Na busca de impor conceitos e, em muitos casos, impedir a veiculação normal de criticas ou denúncias, as grandes lideranças trabalham com vários instrumentos de uma só vez: usam o poder do dinheiro para estremecer veículos isso em face da economia pequena que temos, portanto, a dependência se evidencia mais; da mesma forma que alugam ou atraem profissionais para o famoso bucha de canhão vomitando ou defendendo o chefe à frente dependendo do alisado.
No caso de Cássio e Maranhão, existem processos distintos embora os dois anotem como acumulado, procedimentos aquém do processo democrático pleno, onde se é possível conviver com critica saudável, exceto em casos de anomalias criadas por eles mesmos para tentar afetar o outrem.
Cássio melhor dizendo, o grupo Cunha Lima paga o preço da antipatia por gestos isolados de pessoas aliadas redundando em agressão a jornalista, estabelecimento do ponto em filas na Espep, crise grave como aconteceu no inicio do Governo com o Sistema Correio, antes entre Ronaldo e Marconi Góis (Diários Associados) etc fatos que produziram um arrazoado de rejeição na sociedade. Tudo isso, comumente, acabou sendo resolvido com boa$ conversas.
Engraçado, particularmente, em meio a tantos fatos comprometedores, mesmo assim tendo a abrigar a idéia de que Cássio tem ar tolerante parecendo contraditório com a força e pressão dos Cunha Lima em cada veiculo e profissional diferentemente do senador Maranhão, que não tem histórico de perseguição, mas parece pouco tolerante no trato da crítica.
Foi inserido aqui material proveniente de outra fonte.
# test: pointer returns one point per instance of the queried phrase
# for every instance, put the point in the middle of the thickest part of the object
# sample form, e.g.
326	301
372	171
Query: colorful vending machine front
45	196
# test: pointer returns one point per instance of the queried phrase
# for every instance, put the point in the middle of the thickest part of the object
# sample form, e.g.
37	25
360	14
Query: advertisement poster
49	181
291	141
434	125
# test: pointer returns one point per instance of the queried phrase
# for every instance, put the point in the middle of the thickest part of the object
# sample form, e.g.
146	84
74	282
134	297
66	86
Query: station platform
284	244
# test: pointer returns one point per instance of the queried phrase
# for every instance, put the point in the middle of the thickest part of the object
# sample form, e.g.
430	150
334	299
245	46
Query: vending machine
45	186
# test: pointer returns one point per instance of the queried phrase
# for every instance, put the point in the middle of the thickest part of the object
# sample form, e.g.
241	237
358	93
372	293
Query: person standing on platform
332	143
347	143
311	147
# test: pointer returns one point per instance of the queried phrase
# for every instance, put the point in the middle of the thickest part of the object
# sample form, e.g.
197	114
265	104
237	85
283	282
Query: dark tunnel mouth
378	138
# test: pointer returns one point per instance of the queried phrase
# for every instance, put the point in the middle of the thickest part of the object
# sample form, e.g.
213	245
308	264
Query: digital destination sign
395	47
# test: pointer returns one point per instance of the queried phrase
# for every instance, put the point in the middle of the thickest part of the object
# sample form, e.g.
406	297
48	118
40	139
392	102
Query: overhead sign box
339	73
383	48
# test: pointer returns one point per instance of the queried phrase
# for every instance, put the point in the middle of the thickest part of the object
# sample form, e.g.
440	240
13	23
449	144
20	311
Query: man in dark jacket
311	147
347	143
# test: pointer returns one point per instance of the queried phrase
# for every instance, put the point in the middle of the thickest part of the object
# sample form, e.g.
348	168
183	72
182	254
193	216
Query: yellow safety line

A rigor, os dois se inquetam demais ( mais ainda quando não são criticas, mas campanhas de quem é ungido pelo adversário a cumprir esse papel do mal) diante de comentários que não estejam de acordo com a natureza do que eles e seus projetos representam.
É dentro desse contexto, que a Justiça já teve e deve ter ainda mais na frente trabalho demasiado para conter os excessos nos veículos e profissionais porque misturam exercício da comunicação social com propaganda barata e mal feita a serviço de um rei, que mais dia, menos dia vai repassar a coroa a outro.
Mesmo assim, enquanto processo em formação, ainda há tempo para que os assessores (especialmente) ajudem seus lideres com menos fofoca e intriga mortal e partam para a racionalidade da convivência com a critica e a necessidade de dar explicações, sim, sobre dúvidas ou denúncias acontecidas.
Do contrário é exercer o autoritarismo, a arrogância, comumente irmã do desastre político, como pude acompanhar de perto bem atrás com o então governador Tarcisio Burity, que no segundo mandato destruiu toda a aura de liderança histórica tal qual representou José Américo de Almeida.
Da mesma forma, as assessorias jurídicas também precisam separar o joio do trigo para não parecer elementos do mal em si destruindo a si e aos seus lideres na relação correta com a mídia da Paraíba.
Cássio e Maranhão precisam entender que não estão acima do bem e do mal e haverão sempre de precisar prestar contas do que fazem como homens públicos.
Tomara que, diante de empresas e profissionais, podendo até ter preferência pessoal, mas abringando o principio salutar do contraditório para contribuição da democracia na sociedade.
Ainda voltaremos ao tema, com detalhes.